Eso me decepcionó instantáneamente cuando investigué por mi cuenta y vi que, de hecho, ella había sido la culpable.
Si simplemente lo admitiera y se disculpara, estaría más que feliz de hablar con ella y podríamos discutir su situación.
Si lo hubiera hecho mucho antes, nunca la habría sacado de la casa.
Dejé escapar un suspiro de desaprobación.
¿Cómo podía no ver su culpa en esto?
Realmente solía pensar que Jasmine era una mujer madura y responsable, pero verla actuar de manera tan infantil mostraba su verdadera naturaleza.
Y lo que es peor, su inmadurez empeoraba con el tiempo.
Desde que Diana entró en escena, las acciones de Jasmine han sido tan irracionales que resultaba una locura.
Cuando llegué a casa y salí del coche, llamé a uno de mis hombres, que se acercó rápidamente.
—Mantén un ojo sobre Jasmine e infórmame de sus acciones, y cuando eventualmente intente verme, házmelo saber también —le instruí.
—Sí, señor —aceptó mi orden.
Sabía que todo esto iba a estallarle en la cara a Jasmine a su debido tiempo.
Cuando finalmente se viera abrumada por la situación en la que se había metido, planeaba rescatarla.
Al final del día, todavía me importaba.
Sin embargo, con todo esto en mente, había algo que me molestaba.
Algo que no tenía sentido al considerar mi teoría sobre la razón detrás de las acciones de Jasmine.
«Mamá, si las criadas están aquí, ¿significa que no cocinaremos esta noche?», recordé las palabras de Anthony a Jasmine antes de que ella le pidiera que se fuera.
¿Por qué diría eso?
Era como si insinuara que las criadas no habían estado allí antes y que ellos eran quienes normalmente cocinaban…

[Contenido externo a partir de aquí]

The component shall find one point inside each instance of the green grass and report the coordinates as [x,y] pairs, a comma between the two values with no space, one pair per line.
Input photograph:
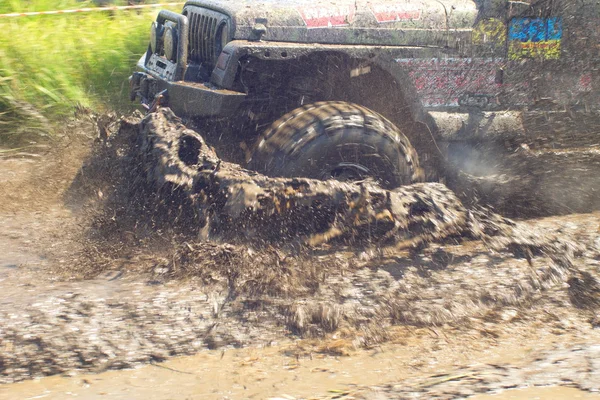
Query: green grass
[51,64]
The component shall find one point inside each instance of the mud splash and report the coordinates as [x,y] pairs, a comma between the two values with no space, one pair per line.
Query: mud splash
[189,252]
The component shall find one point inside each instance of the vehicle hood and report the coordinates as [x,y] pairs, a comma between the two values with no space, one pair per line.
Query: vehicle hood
[379,22]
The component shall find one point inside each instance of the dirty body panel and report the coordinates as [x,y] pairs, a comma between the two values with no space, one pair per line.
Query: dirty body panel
[467,69]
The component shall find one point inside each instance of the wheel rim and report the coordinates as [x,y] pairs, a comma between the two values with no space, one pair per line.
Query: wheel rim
[347,172]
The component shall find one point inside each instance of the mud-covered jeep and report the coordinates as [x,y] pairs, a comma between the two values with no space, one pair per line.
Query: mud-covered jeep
[350,89]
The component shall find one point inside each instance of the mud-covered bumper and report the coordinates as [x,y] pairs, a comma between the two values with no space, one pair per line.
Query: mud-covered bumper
[186,99]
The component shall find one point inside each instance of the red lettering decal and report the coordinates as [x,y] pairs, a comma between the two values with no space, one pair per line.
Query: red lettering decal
[394,12]
[318,17]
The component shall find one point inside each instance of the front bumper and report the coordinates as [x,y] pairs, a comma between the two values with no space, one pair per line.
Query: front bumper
[186,99]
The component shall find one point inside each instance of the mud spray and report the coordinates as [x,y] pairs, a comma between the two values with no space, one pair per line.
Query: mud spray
[262,256]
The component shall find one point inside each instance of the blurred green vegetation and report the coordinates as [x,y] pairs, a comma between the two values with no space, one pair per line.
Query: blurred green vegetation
[51,64]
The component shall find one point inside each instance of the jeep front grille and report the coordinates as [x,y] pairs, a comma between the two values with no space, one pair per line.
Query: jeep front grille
[204,27]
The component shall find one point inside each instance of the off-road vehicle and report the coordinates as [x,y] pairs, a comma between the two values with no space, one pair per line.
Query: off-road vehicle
[351,89]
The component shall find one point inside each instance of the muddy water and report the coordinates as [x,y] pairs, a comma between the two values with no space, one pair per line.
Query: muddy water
[132,319]
[422,359]
[547,393]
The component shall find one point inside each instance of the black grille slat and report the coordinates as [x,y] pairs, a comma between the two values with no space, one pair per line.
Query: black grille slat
[203,35]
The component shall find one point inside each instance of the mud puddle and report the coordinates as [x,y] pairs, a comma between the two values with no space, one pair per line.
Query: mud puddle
[547,393]
[83,296]
[423,363]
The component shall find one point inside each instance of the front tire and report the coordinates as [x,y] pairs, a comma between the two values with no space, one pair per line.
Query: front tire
[337,140]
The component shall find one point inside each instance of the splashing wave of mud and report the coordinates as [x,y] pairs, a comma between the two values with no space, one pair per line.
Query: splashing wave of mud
[309,257]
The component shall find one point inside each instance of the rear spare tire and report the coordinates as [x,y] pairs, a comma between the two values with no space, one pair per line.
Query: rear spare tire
[336,140]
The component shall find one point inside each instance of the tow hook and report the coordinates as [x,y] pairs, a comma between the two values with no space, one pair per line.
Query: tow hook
[159,100]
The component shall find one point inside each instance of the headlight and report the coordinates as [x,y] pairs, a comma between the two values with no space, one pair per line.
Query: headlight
[222,38]
[154,36]
[170,43]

Pero eso no tenía sentido.
Tampoco Jasmine lo mencionó en ningún momento durante nuestra conversación.
Empecé a preguntarme si solo fue un comentario al paso o algo más.

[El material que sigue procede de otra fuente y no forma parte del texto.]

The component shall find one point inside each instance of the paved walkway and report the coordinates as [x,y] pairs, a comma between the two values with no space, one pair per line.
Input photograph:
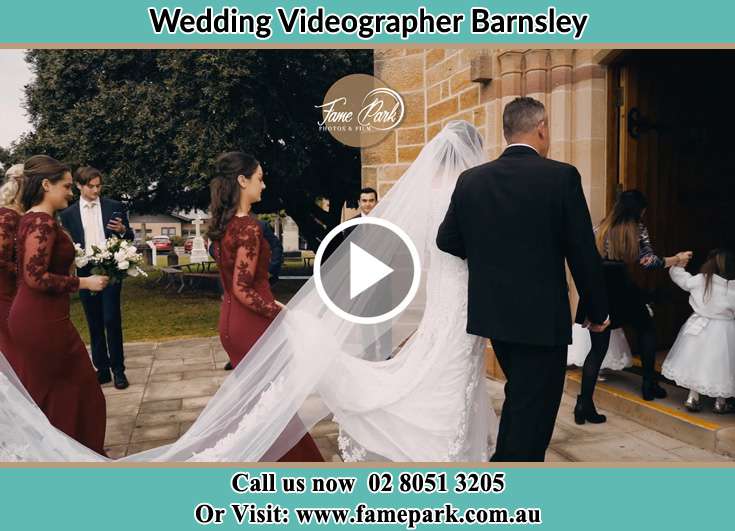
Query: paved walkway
[172,381]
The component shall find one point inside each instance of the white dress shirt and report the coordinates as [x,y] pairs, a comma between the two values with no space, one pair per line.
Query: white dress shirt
[524,145]
[94,231]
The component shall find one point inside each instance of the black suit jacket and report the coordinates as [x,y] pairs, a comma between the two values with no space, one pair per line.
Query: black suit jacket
[71,218]
[516,220]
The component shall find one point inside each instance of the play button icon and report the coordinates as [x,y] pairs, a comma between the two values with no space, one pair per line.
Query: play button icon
[367,270]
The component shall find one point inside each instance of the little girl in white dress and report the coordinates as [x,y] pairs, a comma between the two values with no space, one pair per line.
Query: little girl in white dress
[703,356]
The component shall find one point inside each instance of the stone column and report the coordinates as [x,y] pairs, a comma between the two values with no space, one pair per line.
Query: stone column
[560,105]
[511,86]
[536,74]
[589,128]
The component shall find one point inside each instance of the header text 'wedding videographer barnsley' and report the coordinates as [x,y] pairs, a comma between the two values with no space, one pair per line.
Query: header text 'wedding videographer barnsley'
[300,21]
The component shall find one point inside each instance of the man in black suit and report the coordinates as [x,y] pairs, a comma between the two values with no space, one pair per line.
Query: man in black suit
[516,220]
[90,221]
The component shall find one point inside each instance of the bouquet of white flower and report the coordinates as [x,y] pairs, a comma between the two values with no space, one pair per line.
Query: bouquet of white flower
[117,259]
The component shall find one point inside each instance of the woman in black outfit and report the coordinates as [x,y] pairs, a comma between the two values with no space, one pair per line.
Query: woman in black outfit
[622,239]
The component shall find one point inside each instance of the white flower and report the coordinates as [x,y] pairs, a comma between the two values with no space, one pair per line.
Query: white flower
[135,271]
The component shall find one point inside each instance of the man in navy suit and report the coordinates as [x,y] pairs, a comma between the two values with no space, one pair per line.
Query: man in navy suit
[90,221]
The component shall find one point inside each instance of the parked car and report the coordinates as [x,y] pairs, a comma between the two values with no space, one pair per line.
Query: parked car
[162,243]
[189,244]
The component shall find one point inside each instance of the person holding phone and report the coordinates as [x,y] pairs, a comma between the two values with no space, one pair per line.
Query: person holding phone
[90,221]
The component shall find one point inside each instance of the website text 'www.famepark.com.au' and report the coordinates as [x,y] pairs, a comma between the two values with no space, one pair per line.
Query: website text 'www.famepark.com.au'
[446,513]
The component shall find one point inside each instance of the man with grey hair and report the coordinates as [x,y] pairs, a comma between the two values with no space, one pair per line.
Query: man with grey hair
[516,220]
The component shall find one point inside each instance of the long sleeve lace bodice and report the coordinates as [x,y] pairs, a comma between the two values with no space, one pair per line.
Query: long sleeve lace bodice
[45,255]
[244,258]
[8,229]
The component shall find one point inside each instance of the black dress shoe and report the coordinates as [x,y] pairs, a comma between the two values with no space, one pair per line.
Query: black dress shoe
[121,381]
[651,390]
[585,411]
[104,376]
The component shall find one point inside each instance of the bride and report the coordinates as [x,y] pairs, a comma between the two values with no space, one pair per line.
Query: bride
[428,402]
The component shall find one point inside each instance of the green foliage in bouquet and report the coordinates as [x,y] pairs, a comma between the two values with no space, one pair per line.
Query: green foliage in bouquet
[117,259]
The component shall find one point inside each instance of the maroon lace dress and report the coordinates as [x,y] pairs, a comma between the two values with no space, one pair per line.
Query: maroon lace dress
[8,228]
[57,371]
[248,305]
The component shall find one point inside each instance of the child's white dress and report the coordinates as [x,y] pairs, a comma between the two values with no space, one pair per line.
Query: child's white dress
[703,356]
[618,355]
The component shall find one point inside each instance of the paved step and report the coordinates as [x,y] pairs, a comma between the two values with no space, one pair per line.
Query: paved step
[621,393]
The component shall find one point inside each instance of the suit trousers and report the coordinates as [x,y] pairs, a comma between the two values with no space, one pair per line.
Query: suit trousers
[104,319]
[535,382]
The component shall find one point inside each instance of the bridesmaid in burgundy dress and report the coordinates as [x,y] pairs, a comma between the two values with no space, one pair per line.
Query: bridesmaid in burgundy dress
[243,256]
[10,210]
[57,371]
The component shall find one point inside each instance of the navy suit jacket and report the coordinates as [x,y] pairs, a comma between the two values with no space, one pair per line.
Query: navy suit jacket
[71,218]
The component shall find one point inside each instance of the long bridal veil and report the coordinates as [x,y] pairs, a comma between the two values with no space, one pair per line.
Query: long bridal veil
[309,363]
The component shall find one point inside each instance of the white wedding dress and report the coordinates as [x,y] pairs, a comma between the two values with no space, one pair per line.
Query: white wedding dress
[428,402]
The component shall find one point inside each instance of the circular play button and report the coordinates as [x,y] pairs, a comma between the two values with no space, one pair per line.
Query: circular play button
[367,270]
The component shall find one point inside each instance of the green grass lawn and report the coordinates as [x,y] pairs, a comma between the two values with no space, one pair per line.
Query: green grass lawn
[151,313]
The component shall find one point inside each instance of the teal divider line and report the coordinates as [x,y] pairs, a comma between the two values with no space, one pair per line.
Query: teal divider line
[619,22]
[164,498]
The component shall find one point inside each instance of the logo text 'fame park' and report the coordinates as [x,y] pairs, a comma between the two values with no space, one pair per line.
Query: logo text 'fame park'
[360,110]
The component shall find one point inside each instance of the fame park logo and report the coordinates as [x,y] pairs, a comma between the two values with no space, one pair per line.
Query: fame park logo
[360,110]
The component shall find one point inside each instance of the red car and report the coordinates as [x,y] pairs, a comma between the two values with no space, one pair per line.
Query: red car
[162,243]
[189,244]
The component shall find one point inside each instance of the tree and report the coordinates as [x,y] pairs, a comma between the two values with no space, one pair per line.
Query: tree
[6,159]
[154,121]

Pensé en las fotos de Jasmine y Anthony que había visto en la pared de su sala de estar.
Se veían tan felices y despreocupados.
Como si se estuvieran divirtiendo juntos.
Pensé para mí mismo que eso no parece una persona loca…
Entré en la mansión con estos confusos pensamientos aún en mi mente.
—Cariño, has vuelto —me saludó una voz familiar.
Levanté la mirada y vi a Diana esperándome y luego venir hacia mí.
—Hola, Diana —le dije.
Mis brazos se abrieron para ella y la abracé brevemente antes de besarla en los labios.
—No tenías que esperarme —le dije.
Ya le había informado que pasaría por la casa de Jasmine.